I will mention that you can get the frunk open manually (you'd have to check the manual on line to see how to do that). You can then remove the cover at the top and access the 12V battery terminals to which you can connect a charger just as you would with an ICE car. You might be able to get enough charge into the 12V to run the car long enough to get it onto the truck. Or the charger's diagnostics may reveal a problem with the battery. Probably better to get this suggestion from Tesla rather than from me though so perhaps best to do nothing until they get to you.

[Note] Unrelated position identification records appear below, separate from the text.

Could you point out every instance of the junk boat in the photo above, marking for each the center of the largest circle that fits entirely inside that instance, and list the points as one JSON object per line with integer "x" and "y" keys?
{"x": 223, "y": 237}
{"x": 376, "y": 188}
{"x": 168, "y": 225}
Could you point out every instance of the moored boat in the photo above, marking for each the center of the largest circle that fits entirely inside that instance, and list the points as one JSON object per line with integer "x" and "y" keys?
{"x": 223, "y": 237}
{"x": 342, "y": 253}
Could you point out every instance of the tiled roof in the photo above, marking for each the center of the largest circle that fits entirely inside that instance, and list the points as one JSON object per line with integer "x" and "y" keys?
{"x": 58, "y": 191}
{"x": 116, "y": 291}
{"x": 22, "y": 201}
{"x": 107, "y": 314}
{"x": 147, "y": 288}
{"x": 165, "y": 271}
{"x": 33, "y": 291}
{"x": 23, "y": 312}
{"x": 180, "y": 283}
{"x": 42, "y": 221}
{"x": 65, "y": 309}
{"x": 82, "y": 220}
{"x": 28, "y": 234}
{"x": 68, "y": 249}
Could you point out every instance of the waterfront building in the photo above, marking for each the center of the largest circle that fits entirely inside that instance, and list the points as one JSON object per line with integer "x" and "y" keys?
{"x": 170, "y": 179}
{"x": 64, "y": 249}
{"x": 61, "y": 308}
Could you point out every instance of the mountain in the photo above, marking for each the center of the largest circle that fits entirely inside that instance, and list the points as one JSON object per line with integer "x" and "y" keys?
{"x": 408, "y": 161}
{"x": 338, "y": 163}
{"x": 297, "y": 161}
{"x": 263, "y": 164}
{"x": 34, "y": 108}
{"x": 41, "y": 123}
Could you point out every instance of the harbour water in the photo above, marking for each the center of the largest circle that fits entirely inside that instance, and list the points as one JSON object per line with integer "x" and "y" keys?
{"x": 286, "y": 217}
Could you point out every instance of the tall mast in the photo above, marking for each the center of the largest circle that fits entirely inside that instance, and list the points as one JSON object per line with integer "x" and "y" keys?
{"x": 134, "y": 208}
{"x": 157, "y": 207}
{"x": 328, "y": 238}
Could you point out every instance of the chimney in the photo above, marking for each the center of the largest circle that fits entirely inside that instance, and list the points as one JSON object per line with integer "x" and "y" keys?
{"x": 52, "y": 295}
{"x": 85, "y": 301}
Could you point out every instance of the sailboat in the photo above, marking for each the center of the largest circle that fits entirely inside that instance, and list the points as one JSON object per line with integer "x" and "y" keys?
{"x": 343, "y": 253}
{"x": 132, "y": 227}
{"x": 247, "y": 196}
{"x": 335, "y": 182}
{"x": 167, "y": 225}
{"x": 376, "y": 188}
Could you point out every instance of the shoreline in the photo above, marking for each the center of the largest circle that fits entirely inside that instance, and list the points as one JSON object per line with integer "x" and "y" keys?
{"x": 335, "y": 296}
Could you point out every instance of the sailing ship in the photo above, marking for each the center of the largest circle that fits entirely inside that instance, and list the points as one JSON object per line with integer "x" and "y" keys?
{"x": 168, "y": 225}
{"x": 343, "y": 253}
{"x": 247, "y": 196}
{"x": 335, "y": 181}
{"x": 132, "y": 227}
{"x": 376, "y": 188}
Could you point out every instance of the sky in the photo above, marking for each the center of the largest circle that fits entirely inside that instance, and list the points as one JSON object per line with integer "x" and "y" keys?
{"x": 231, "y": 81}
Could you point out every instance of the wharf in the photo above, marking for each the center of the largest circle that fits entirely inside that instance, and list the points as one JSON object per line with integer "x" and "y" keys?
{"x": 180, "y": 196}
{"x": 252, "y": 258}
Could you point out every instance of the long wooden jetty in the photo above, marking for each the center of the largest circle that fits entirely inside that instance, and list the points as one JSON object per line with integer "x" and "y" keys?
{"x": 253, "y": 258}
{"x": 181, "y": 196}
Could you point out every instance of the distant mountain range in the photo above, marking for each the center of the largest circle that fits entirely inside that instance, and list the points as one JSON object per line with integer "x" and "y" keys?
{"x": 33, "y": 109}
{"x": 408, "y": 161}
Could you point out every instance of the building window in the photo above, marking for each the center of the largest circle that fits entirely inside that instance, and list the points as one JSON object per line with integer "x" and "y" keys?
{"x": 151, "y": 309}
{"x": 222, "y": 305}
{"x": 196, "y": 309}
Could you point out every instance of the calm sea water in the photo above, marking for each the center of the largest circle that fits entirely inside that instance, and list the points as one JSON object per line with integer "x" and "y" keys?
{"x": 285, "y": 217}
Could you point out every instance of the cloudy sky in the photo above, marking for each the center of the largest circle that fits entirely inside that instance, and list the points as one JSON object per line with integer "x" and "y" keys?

That’s just what the Tesla roadside guy on the phone told me. That there is a software issue with the newest version affecting some cars and that even if the jump pack got the 12v running he wanted me to tow it to the service center because it would most likely drain the battery back down and make the vehicle become unresponsive again. I did have to access the emergency frunk release to open it. The problem with the jump pack is you can not drive the car with the frunk open and when the two guy tried to lower the frunk it shorted his jump pack out sending sparks everywhere (I snapped on him). Thank god there was no damage to my X. I honesty don’t trust anyone to work on this thing at this point. When I tried to put my battery charger on it after he left, it just goes thru a series of clicks and sounds and only the main screen comes on. Dash board one is completely dark. Then It goes all threw the reboot,sounds,clicks again with no luck. It’s definitely a software stuck loop issue of some kind. Just praying the new 12v will get it out of the driveway on to the flat bed. I’m just sick to my stomach over the whole thing. And I’m not actually thrilled about it having to go to the service center already to get stuff ripped apart. It’s just too soon I don’t even get to enjoy it. It was at the detailers for 3 weeks getting the full wrap, etc. literally drove it like 35 miles. And now all this. Just want to cry. Lol
 
That’s just what the Tesla roadside guy on the phone told me. That there is a software issue with the newest version affecting some cars and that even if the jump pack got the 12v running he wanted me to tow it to the service center because it would most likely drain the battery back down and make the vehicle become unresponsive again. I did have to access the emergency frunk release to open it. The problem with the jump pack is you can not drive the car with the frunk open and when the two guy tried to lower the frunk it shorted his jump pack out sending sparks everywhere (I snapped on him). Thank god there was no damage to my X. I honesty don’t trust anyone to work on this thing at this point. When I tried to put my battery charger on it after he left, it just goes thru a series of clicks and sounds and only the main screen comes on. Dash board one is completely dark. Then It goes all threw the reboot,sounds,clicks again with no luck. It’s definitely a software stuck loop issue of some kind. Just praying the new 12v will get it out of the driveway on to the flat bed. I’m just sick to my stomach over the whole thing. And I’m not actually thrilled about it having to go to the service center already to get stuff ripped apart. It’s just too soon I don’t even get to enjoy it. It was at the detailers for 3 weeks getting the full wrap, etc. literally drove it like 35 miles. And now all this. Just want to cry. Lol
And what version is this?
 
It's pretty clear from the description that you gave that it is a hardware problem. Actually, that's good news. It's also pretty clear that the problem is a "major" one e.g. a failed DC/DC converter, the battery itself, a cable etc. The reason that this is good news is that such problems are much easier to find that some arcane software glitch and thus much easier to repair. This is not, of course, always the case but let's hope it proves to be so here.